Notice that this is exactly the same syntax as component instantiation. The only difference in semantics is that now we use a *system name* instead of a component name. This <system\_name> is one of the systems in the .expi file, and may be unplaced.

## 7.10 Error Messages

Ex-PART's error system is *very* simple: it uses Haskell's **error** :: String  $\rightarrow$  a function whenever anything unexpected happens (see issue #20). Occasionally Ex-PART will dump extra output in the error message as well. This list aims to go through all error messages Ex-PART may throw and provide a short explanation on why this error may be thrown and what can be done to fix it.

If an error is not mentioned here, it is probably in the maintenance guide, as it may be indicative of an error in Ex-PART instead of in your .expc or .expi.

## Errors List

- No such file or directory: /usr/share/ex-part/<filename>
  - Make sure you have run make install or make symlink, as explained in setting up.
- clash-generator/Flattener.hs:131: No connection specified for element \$name (is \$type), port \$portname
  - The flattener searched for a driver for the port \$portname of element \$name (which is of component or system type \$type), but could not find it. Check if that port is indeed connected to something.
- clash-generator/Flattener.hs:151: No connection specified for io statement \$io in system \$sysid
  - Flattener couldn't find a driver for the IO port \$io of a system called \$sysid. Also prints all the connections that it did find. Check if that port is connected.
- compiler/Compiler.hs:91: No components in expc file...
  - An .expc file must contain at least one component.
- elaboration/ElaborateConnection.hs:9: Cannot connect ports \$from -; \$to as they have differing types: \$fromType -; \$toType.
  - Ports must have the same type when they are connected, this error is thrown when two ports are connected with different types.
- elaboration/ElaborateConnection.hs:25: Cannot find port with name \$portName in \$iostats
  - The port with name \$portName was not found in the IO statements of an element. It prints the IO statements it did find.
- elaboration/ElaborateConnection.hs:27: Found several ports with name \$portName in \$iostats
  - Only place in Ex-PART that actually errors when several entities of the same names are found, instead of just picking the first one. There are several ports with the name \$portName and there should not be. To help debugging, the IO statements that were searched were found.
- elaboration/ElaborateConnection.hs:40: Cannot find element with name \$name in \$elemnames
  - During Yosys post-processing a bit width of ports must be found, and that can be quite hidden in the data structures. That's why these elements must be searched through and these kind of errors may be thrown. If an element that does not exist occurs in e.g. a connection statement this error may be thrown.
- elaboration/ElaborateConnection.hs:42: Found several components with name
  - Similar issues but with several components with the name.
- elaboration/Elaboration.hs:76: Cannot find system \$name in this scope. \$sytem\_names
  - Is thrown for system instantiations that refer to systems that are not in scope. Check if the system is in scope or you've given your instantiation/repetition statement the correct type. Also prints a list of names of systems it did find.

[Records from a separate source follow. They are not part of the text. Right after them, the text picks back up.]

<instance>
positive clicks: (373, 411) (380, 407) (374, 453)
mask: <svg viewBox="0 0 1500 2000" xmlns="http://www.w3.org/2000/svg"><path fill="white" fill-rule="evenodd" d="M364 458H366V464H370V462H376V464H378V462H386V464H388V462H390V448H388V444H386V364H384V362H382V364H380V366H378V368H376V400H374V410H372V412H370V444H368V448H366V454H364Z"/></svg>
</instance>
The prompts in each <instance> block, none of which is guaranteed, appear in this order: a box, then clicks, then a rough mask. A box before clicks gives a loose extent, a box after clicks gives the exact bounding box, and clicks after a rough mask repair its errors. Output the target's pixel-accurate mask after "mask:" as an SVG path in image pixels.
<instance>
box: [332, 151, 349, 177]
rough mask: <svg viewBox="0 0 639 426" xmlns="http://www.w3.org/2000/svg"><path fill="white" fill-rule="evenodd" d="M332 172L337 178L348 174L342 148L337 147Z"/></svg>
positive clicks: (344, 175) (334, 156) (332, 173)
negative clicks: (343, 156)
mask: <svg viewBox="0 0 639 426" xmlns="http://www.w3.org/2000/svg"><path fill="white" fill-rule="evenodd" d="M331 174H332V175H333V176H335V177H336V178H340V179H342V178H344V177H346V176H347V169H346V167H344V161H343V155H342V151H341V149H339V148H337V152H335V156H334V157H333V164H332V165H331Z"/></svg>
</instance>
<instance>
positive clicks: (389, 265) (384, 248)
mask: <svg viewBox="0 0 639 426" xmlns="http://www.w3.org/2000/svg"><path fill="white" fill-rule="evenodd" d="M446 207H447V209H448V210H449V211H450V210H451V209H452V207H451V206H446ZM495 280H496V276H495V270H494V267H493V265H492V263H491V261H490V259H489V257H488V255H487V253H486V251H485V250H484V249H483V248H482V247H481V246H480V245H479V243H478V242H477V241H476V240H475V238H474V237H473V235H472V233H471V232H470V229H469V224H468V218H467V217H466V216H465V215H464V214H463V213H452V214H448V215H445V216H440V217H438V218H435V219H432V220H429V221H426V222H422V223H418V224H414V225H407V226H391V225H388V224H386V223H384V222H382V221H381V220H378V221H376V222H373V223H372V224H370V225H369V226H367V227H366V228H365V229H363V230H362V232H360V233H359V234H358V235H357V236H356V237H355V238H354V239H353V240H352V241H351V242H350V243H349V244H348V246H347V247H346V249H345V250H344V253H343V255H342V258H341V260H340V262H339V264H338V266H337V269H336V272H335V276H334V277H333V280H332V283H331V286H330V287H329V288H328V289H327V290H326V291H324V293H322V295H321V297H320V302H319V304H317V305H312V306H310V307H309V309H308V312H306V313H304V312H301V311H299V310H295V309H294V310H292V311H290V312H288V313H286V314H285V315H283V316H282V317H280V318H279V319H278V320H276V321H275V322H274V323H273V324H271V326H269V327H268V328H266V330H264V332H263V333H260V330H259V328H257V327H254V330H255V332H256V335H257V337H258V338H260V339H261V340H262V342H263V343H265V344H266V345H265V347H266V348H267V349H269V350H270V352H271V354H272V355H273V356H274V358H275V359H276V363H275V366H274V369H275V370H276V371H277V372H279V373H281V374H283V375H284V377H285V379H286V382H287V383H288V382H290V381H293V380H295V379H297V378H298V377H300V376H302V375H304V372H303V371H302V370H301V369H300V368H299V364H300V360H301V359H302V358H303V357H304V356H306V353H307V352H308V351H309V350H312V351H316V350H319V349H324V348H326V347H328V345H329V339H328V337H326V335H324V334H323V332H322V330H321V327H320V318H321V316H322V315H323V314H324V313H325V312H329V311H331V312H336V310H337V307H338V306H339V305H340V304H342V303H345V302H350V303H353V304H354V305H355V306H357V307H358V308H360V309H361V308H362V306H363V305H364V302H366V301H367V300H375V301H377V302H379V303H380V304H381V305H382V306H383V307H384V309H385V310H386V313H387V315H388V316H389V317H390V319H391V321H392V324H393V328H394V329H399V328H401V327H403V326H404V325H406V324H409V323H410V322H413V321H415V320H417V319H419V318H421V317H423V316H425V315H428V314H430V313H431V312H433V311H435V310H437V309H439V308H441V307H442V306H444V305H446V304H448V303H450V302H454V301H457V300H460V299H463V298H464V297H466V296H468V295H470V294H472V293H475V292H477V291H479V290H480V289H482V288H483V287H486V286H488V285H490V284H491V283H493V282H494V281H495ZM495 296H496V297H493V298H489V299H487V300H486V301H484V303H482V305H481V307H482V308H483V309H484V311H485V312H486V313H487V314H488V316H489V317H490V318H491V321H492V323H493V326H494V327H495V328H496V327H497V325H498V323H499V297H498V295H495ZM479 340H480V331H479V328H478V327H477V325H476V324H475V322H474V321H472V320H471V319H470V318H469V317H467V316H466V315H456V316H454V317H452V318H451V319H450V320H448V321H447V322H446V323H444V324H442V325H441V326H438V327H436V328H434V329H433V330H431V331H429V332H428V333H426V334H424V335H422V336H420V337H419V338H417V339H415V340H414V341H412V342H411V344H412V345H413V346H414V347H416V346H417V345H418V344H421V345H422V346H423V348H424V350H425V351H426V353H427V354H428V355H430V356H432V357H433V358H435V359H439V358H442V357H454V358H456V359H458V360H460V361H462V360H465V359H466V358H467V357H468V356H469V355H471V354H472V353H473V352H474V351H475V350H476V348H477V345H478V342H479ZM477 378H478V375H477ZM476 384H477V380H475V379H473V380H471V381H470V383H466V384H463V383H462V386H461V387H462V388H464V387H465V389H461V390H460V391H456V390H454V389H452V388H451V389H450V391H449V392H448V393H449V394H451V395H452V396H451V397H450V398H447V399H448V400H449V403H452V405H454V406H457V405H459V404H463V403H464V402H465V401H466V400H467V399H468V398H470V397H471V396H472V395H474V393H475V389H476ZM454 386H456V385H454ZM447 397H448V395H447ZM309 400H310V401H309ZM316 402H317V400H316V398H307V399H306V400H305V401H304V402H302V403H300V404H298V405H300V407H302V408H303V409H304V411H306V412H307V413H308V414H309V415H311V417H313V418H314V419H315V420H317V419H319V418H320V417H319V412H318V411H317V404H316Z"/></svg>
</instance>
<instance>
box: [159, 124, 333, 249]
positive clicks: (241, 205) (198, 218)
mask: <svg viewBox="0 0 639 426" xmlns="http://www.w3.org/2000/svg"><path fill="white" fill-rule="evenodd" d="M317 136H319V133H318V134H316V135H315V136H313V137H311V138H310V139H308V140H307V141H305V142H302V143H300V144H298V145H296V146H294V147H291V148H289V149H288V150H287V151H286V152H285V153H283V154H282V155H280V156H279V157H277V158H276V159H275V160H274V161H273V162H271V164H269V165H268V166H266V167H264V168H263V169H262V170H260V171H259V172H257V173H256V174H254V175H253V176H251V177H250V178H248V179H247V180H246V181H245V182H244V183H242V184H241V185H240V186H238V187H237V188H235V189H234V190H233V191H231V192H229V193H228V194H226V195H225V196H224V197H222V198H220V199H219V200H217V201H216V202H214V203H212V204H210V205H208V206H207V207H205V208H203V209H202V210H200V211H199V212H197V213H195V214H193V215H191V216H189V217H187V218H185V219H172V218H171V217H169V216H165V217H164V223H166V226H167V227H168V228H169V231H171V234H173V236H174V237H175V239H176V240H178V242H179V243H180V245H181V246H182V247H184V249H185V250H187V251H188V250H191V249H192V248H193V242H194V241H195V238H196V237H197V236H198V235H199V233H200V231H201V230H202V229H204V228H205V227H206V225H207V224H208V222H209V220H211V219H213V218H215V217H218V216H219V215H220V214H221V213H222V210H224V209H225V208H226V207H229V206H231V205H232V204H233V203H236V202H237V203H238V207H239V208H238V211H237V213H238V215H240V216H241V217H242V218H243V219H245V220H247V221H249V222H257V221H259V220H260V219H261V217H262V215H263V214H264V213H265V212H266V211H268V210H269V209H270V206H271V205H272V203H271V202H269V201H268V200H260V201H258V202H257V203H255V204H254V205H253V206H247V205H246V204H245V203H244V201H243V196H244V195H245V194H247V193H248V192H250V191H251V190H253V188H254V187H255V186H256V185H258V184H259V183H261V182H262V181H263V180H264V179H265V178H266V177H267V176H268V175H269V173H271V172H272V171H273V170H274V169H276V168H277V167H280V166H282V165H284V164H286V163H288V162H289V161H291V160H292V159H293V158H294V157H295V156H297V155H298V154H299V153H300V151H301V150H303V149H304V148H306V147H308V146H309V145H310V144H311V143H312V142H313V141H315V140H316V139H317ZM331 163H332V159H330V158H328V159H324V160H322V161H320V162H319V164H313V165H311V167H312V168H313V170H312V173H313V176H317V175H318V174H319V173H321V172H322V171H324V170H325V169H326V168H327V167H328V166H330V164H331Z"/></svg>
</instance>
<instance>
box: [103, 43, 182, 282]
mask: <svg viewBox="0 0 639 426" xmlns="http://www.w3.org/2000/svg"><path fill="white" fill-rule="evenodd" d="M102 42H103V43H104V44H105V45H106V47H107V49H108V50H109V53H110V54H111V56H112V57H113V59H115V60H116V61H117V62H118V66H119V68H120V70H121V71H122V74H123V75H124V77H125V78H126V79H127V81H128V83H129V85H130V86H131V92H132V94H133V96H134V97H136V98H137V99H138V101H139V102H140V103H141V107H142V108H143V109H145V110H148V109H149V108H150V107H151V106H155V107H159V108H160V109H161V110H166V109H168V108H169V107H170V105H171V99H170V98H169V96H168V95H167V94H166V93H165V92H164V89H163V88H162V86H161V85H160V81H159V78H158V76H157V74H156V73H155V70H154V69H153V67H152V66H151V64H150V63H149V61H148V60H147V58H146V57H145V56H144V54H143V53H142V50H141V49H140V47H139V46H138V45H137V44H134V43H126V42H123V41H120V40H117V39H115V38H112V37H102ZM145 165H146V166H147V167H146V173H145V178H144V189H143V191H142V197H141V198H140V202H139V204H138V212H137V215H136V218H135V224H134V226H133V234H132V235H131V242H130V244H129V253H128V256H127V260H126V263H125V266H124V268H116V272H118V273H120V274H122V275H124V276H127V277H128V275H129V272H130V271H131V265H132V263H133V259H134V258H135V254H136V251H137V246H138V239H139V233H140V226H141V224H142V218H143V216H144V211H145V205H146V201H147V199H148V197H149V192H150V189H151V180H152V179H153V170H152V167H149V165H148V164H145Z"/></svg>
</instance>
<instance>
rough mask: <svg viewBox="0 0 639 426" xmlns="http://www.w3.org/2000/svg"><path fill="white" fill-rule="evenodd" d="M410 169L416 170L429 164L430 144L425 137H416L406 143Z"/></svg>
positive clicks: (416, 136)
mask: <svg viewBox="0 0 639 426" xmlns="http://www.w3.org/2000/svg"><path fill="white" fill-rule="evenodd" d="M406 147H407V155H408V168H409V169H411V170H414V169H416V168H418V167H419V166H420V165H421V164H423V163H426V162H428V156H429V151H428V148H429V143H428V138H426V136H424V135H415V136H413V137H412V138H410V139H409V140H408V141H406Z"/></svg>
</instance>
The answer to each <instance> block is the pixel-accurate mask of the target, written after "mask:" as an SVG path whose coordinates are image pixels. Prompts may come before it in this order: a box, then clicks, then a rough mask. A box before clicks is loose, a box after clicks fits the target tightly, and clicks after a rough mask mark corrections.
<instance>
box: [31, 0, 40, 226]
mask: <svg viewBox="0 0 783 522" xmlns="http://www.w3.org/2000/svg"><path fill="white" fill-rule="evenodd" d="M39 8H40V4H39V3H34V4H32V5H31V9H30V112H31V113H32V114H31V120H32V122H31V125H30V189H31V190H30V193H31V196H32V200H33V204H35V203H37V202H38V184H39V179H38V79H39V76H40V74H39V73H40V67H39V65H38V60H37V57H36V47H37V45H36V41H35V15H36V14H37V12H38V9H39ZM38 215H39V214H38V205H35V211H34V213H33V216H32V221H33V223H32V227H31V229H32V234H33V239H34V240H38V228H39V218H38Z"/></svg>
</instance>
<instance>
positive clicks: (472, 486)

- elaboration/Multiconnection.hs:8: Cannot connect differing amount of ports: \$from' -; \$to'
  - Multi-connections can only connect ranges of the same size. Take care that the ranges you tried to connect are indeed of the same size. This can be especially obfuscated when not using the range operator.
- elaboration/Multiconnection.hs:20: Cannot find repetition with name \$repname for multi-connection \$repname:\$portname
  - The specified multi-connection refers to a repetition with \$repname, the system did not find any repetition with that name in scope. Check if you are referring to the correct repetition.
- elaboration/Repetition.hs:34: Missing option chain\_in in chain statement
  - Chain statements *must* contain a chain\_in option (Chains)
- elaboration/Repetition.hs:37: Missing option chain\_out in chain statement
  - Chain statements *must* contain a chain\_out option (Chains)
- elaboration/Repetition.hs:42: Missing option component in repetition statement.
  - Repeat and chain statements *must* contain a component option (Chains, Repeat)
- elaboration/Repetition.hs:45: Missing option amount in a repetition statement.
  - Repeat and chain statements *must* contain a **amount** option (Chains, Repeat)
- elaboration/Repetition.hs:48: Missing option layout in a repetition statement.
  - Repeat and chain statements *must* contain a layout option (Chains, Repeat)
- elaboration/Repetition.hs:119: Cannot find element \$elemName in source files.
  - The system searched for an element of a certain name but couldn't find either a component or a subsystem of that name. Check if you spelled the system or component name correctly in every repetition.
- elaboration/Repetition.hs:172: Unknown layout procedure.
  - The only available layout procedures are horizontal, vertical, and identical (Repeat). Use only those, or implement a new one at this line.
- json-builder/Locations.hs:154: Could not find ID \$id in provided list.
  - The identifier \$id in a coordinate or size expression could not be found. Make sure that the identifier was typed correctly and is indeed defined in the instantiation file.
- json-builder/JSONBuilder.hs:21: Top-level coordinates must be constants.
  - As defined in System Definitions, the top-level system must have constant coordinates. Ex-PART found a non-constant coordinate.
- json-builder/JSONBuilder.hs:32: expi file contains a cyclic coordinate definition, cannot generate location JSON.
  - Ex-PART found a cyclic dependency for coordinates or sizes, see issue #13 for more information on seemingly resolvable dependencies.
- nextpnr/Nextpnr.hs:28: nextpnr terminated with code \$code
  - Somewhere in nextpnr an error occurred, usually this is a failed assertion, a segfault, or some error in the python script (nextpnr/constrainer.py). In any case, take a look at nextpnr.err for more information.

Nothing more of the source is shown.